As superficially appealing as that argument is, however, it ultimately does not work, in several interesting ways. (At least the guy is interestingly bigoted and insulting.) As an initial riposte, consider what we would think of a man who said: "My female spouse would be surprised to learn that I am a sexist."
We can leave aside the depressing reality that there are many women (almost all white) who voted for Trump, notwithstanding his grotesquely obvious hatred of women. But if the claim is that one cannot hate the category of people that includes one's spouse, then it is plainly ridiculous. Plenty of men are deeply misogynistic, but rather than not marrying, they live in deeply misogynistic marriages that are hell for their spouses.
But one might respond that, if one believes (correctly) that sexuality is not a choice, then a heterosexual male has no choice but to marry a woman, whereas he does have the choice not to marry outside of his race (or whatever other arbitrary category might motivate him). If he marries an African-American, the argument insistently concludes, then he must not hate black people. Indeed, he fell in love with one and is (or, for present purposes, I am willing to assume) a good husband to her.
As far as it goes, that would be a good thing. But again, that does not actually get us very far. We want to imagine that when a Capulet and a Montague fell in love, they and their clans saw the power of love and the arbitrariness of their hatred. In reality, a person could easily say that "she is one of the good ones" but still think that almost all of the rest of "them" are bad. (Or maybe she is the only good one?)
That is why my never-emailed responses --"Yes, I'll bet your wife would be surprised," and "Actually, she wouldn't be surprised at all" -- both work. It is easy to imagine that the man's wife is horrified to find that the man she thought was non-racist is now a Trump supporter or to picture her rolling her eyes and thinking, "Yeah, no surprise there."
As noted above, there has been a version of this argument floating around since Trump's election, which is the phenomenon of people who voted once or twice for Obama and then switched to Trump. As it turns out, the much bigger group that made the difference was Obama voters who stayed home in 2016 -- thus passively supporting Trump by not voting against him -- but many of Trump's apologists have pointed to the Obama/Trump voters as proof that one can vote for Trump and not be a racist.

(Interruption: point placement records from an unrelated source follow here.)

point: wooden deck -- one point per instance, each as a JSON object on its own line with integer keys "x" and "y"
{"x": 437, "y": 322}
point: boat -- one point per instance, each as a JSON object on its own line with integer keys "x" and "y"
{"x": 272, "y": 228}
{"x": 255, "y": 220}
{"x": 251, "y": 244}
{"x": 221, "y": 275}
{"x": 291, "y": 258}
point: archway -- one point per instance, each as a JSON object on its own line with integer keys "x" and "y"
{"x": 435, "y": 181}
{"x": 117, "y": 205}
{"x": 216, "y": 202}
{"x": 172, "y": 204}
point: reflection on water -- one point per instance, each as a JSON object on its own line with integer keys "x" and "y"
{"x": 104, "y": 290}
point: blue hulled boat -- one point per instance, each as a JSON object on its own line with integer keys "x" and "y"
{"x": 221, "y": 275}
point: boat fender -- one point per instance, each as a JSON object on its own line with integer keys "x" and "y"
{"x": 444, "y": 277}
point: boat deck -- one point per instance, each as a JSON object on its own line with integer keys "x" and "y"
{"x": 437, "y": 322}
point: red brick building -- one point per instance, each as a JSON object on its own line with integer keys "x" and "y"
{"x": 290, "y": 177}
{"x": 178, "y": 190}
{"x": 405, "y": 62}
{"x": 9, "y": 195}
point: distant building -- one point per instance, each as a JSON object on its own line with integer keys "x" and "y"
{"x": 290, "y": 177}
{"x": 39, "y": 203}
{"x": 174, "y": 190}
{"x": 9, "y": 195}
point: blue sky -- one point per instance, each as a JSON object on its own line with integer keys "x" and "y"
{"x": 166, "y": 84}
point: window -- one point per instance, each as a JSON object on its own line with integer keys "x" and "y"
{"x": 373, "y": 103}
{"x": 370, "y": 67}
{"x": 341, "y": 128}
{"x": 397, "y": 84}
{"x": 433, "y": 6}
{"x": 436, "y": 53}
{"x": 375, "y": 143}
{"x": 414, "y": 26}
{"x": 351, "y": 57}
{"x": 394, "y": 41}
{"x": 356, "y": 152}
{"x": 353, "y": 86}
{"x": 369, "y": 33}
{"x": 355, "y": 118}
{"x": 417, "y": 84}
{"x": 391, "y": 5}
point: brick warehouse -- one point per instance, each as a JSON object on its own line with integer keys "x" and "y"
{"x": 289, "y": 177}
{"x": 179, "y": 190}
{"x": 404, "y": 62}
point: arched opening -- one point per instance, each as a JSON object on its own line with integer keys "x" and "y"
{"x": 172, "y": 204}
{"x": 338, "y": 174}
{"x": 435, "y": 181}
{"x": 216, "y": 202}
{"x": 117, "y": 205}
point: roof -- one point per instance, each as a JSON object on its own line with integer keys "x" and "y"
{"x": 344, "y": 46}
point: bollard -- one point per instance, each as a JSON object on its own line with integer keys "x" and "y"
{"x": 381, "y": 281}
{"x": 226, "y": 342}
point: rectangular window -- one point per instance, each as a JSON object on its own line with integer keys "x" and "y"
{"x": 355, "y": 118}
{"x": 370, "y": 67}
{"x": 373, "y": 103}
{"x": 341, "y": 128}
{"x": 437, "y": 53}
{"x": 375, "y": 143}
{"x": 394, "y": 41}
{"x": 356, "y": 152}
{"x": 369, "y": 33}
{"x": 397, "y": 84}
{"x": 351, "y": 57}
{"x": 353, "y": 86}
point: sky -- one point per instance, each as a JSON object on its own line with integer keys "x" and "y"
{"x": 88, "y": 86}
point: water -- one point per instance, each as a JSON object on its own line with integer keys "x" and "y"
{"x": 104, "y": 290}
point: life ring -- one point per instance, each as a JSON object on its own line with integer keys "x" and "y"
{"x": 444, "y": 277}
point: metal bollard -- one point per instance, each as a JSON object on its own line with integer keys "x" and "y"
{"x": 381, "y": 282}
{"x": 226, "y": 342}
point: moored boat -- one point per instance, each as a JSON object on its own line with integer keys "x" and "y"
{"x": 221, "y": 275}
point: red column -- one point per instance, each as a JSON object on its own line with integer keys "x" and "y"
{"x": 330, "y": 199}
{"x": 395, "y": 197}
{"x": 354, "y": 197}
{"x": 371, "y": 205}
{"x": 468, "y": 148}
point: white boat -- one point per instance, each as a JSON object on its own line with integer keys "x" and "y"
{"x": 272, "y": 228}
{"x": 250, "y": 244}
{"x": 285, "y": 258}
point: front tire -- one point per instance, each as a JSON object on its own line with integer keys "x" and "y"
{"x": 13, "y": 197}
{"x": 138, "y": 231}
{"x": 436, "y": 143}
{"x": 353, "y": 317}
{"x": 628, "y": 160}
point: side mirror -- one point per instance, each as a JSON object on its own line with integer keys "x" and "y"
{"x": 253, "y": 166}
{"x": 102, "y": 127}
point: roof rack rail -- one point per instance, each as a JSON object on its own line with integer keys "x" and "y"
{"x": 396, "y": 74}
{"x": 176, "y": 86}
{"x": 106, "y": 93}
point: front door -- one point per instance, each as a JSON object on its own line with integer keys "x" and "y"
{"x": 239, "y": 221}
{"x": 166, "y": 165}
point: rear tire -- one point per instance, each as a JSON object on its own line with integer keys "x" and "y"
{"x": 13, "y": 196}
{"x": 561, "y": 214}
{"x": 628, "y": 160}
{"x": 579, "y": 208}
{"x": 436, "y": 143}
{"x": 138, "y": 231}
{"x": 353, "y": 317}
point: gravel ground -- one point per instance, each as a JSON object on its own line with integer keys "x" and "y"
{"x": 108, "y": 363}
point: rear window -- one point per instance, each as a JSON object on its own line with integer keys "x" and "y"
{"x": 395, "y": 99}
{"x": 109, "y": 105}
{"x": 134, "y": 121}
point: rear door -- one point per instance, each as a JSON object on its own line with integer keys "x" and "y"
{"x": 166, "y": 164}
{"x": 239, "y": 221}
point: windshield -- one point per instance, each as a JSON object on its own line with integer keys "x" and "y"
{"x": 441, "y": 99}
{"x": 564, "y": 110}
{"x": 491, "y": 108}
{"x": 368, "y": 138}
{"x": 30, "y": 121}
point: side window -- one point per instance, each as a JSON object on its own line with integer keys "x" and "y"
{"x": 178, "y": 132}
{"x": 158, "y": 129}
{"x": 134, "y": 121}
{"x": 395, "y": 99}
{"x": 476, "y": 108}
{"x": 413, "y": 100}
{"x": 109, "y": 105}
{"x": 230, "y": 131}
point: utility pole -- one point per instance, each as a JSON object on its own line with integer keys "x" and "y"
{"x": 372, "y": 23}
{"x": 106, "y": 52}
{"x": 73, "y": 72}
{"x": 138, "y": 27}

That argument, however, assumes that the only thing that one cares about is the race of a candidate. One can be a racist but, in the balance of things, be willing to vote for one particularly appealing (and deliberately non-confrontational) African-American president while still hating his race and being open to subsequent claims that he is favoring "his people" by showering welfare and affirmative action benefits, to the disadvantage of aggrieved white voters.
Similarly, one chooses a spouse for a number of ineffable reasons. One person can overlook the fact that his chosen one is a smoker, another can decide to tolerate a bad set of in-laws, still another can put up with an annoying laugh, and finally one could even say, "Well, she's black, but I love her anyway." That is better, of course, than simply hating people of another race so much that marriage is out of the question; but it most definitely does not prove that one's support of Donald Trump cannot possibly be driven by racism.
It is a very good thing that people do not want to be called racists. One way to try not to be called a racist is to scream bloody murder when one's racism is called out. Another way would be not to support a racist president and a party that no longer even bothers with the racist dog-whistling of the Southern Strategy. People who do not want to be thought racists can do better.